Here’s what you should probably do with this week’s jobless numbers: ignore them.
Here’s what you probably will do: talk about how the “unexpected” drop to the lowest level since January indicates that the worst fears about the economy may not be coming true.
But we’re getting ahead of ourselves. Let’s go to the tape: initial claims for jobless benefits dropped 52,000 to “a seasonally adjusted” 565,000 in the week ended July 4.
Economists had expected claims to fall by only 4,000. Which pretty much shows you that economists are pretty useless for this kind of thing.
One guy who may not be useless is Abiel Reinhart, an economist at JPMorgan Chase.
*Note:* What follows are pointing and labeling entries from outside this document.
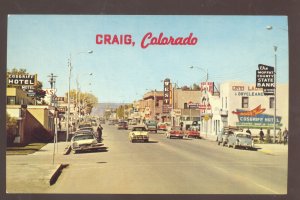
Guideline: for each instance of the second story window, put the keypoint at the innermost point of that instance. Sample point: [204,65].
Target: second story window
[245,102]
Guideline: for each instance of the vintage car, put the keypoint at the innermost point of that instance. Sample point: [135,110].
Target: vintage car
[240,139]
[151,125]
[175,132]
[84,131]
[162,126]
[192,132]
[138,133]
[222,136]
[123,125]
[84,142]
[85,125]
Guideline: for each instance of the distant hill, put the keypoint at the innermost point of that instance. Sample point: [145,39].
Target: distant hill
[101,107]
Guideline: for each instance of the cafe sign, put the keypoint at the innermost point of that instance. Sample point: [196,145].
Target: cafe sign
[256,118]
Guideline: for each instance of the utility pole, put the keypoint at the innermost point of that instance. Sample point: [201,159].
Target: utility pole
[275,66]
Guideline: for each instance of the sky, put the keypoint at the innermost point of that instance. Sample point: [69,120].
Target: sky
[228,48]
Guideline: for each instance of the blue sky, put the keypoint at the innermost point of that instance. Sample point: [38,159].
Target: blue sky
[229,47]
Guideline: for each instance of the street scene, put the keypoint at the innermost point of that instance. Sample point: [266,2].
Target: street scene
[165,105]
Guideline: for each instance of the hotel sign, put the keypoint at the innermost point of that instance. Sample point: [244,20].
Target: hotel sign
[256,118]
[265,76]
[21,79]
[167,98]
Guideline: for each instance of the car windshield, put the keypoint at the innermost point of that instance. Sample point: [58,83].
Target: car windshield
[86,129]
[139,129]
[84,125]
[83,137]
[243,135]
[83,132]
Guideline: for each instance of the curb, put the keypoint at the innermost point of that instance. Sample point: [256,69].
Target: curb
[56,173]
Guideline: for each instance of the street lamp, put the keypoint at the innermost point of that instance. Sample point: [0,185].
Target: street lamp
[78,98]
[70,70]
[275,83]
[205,71]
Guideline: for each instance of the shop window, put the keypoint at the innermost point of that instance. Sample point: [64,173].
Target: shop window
[245,102]
[11,101]
[272,102]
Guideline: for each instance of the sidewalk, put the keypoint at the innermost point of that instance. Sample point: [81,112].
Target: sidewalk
[35,172]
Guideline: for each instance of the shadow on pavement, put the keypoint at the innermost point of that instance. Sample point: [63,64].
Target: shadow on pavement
[102,149]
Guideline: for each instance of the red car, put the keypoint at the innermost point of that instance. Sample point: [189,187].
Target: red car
[123,125]
[175,132]
[193,133]
[162,126]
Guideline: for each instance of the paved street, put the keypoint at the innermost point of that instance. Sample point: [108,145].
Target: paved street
[164,166]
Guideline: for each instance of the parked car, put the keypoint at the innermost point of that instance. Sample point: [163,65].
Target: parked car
[222,136]
[84,142]
[192,132]
[162,126]
[151,125]
[123,125]
[133,122]
[175,132]
[84,131]
[139,133]
[85,125]
[240,139]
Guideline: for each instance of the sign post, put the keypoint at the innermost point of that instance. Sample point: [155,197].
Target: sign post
[266,79]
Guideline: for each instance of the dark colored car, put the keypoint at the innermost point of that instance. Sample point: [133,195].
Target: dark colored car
[222,137]
[192,132]
[123,125]
[151,125]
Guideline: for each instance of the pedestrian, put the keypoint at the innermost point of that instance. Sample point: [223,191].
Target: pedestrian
[279,135]
[261,135]
[285,136]
[248,131]
[268,137]
[99,131]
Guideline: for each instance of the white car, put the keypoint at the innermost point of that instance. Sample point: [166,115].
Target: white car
[139,133]
[240,139]
[83,142]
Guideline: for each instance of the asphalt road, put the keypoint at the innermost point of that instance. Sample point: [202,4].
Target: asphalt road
[171,166]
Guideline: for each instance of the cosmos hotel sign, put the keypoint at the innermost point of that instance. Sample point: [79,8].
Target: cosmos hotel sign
[21,79]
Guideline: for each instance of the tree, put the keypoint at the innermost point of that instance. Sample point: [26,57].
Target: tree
[85,100]
[39,92]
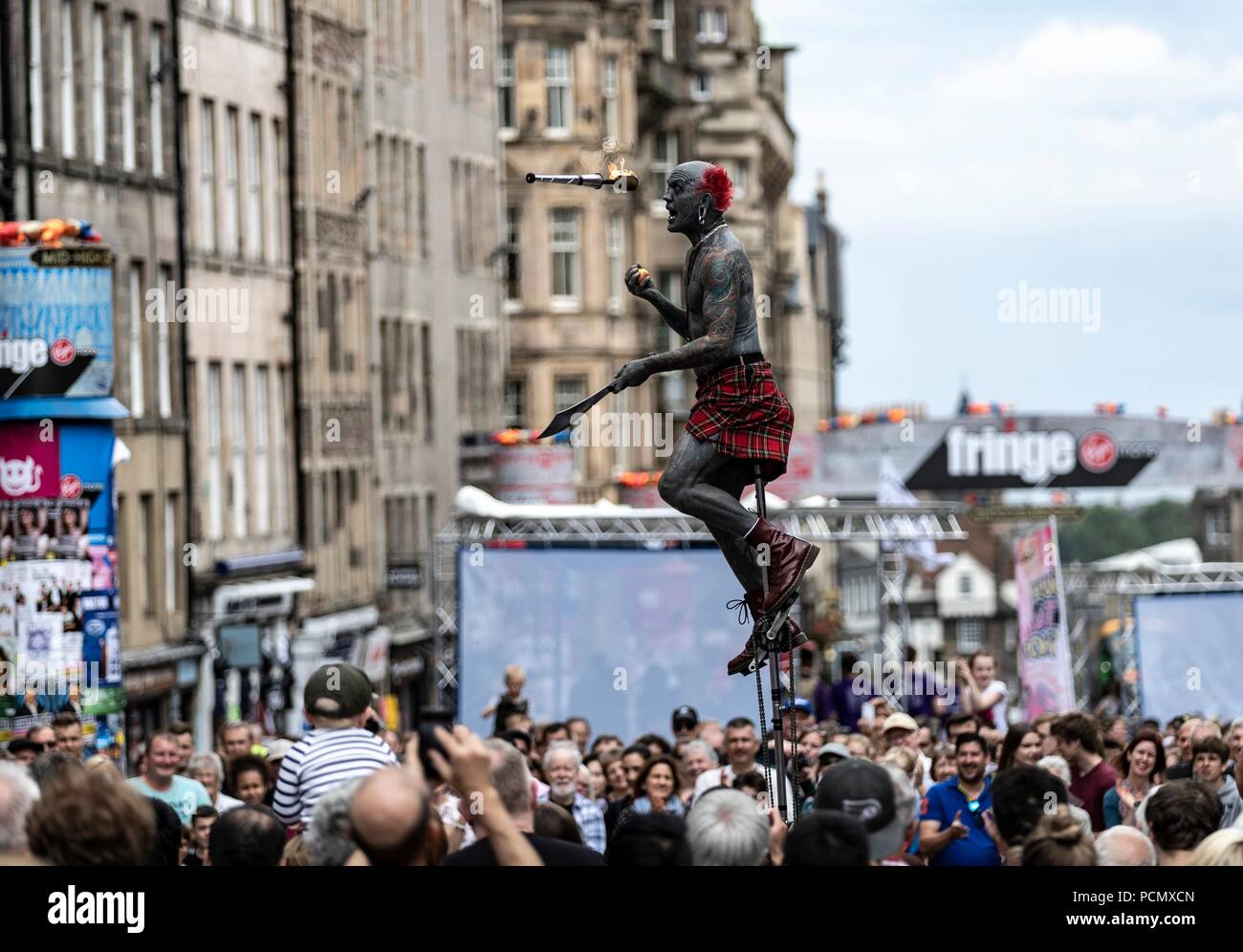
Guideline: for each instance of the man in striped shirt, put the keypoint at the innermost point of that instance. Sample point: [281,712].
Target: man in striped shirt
[338,701]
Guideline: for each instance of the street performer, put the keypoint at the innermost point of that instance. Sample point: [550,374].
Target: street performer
[740,417]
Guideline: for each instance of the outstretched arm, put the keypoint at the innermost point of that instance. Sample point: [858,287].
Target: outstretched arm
[722,291]
[639,284]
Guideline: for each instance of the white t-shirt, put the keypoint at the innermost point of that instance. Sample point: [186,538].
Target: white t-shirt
[998,708]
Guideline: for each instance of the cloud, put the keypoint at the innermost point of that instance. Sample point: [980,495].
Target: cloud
[1072,124]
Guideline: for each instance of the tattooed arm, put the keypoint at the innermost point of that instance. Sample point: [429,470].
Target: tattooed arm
[722,271]
[645,289]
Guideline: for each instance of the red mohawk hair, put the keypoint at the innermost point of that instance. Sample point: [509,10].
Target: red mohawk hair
[716,183]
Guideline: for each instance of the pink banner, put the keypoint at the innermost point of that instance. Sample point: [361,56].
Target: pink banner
[1044,646]
[30,465]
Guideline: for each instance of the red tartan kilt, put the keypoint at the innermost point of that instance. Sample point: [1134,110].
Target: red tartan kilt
[742,409]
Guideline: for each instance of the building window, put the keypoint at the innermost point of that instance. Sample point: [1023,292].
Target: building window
[505,86]
[157,100]
[712,25]
[1217,527]
[660,29]
[429,430]
[163,344]
[512,256]
[255,187]
[557,77]
[408,195]
[970,636]
[516,402]
[215,475]
[564,255]
[137,396]
[609,90]
[237,450]
[98,122]
[282,485]
[69,133]
[262,521]
[701,86]
[207,175]
[128,141]
[664,158]
[614,249]
[229,235]
[170,561]
[35,77]
[568,390]
[147,571]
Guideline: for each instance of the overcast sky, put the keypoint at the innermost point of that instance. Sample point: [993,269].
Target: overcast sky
[969,147]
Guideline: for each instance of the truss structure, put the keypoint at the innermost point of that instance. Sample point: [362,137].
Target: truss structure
[658,529]
[1092,592]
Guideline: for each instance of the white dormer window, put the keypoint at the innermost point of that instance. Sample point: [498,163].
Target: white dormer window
[712,25]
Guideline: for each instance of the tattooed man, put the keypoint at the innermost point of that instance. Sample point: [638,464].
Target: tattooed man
[740,418]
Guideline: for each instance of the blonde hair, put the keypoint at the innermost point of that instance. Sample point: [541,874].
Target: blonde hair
[1223,848]
[1058,840]
[296,853]
[870,748]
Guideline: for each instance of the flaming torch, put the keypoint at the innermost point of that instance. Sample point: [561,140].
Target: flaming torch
[618,178]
He recently argued that there will be 50,000 fewer workers than normal filing jobless claims in early July.
One reason the new claims was probably lower was the absolute halt in US manufacturing in the first couple of quarters of this year, especially at the automakers. They traditionally lay people off in the summer and slow down production for plant improvements, but this summer they may be trying to play a bit of catch up by producing inventory that wasn’t built in the winter and spring. And as Reinhart said, Detroit has already fired so many workers and closed so many plants that there aren’t that many autoworkers to file claims.
The typical seasonality of jobless may be throwing off the numbers. Government planners anticipate an increase in jobless claims in the summer, and so they smooth them out. This is why the official numbers are “seasonally adjusted.” So this week’s drop in seasonally adjusted claims masks an actual increase in jobless claims. We jumped from 559,894 claims at the end of June to 577,506 for the July 4th week.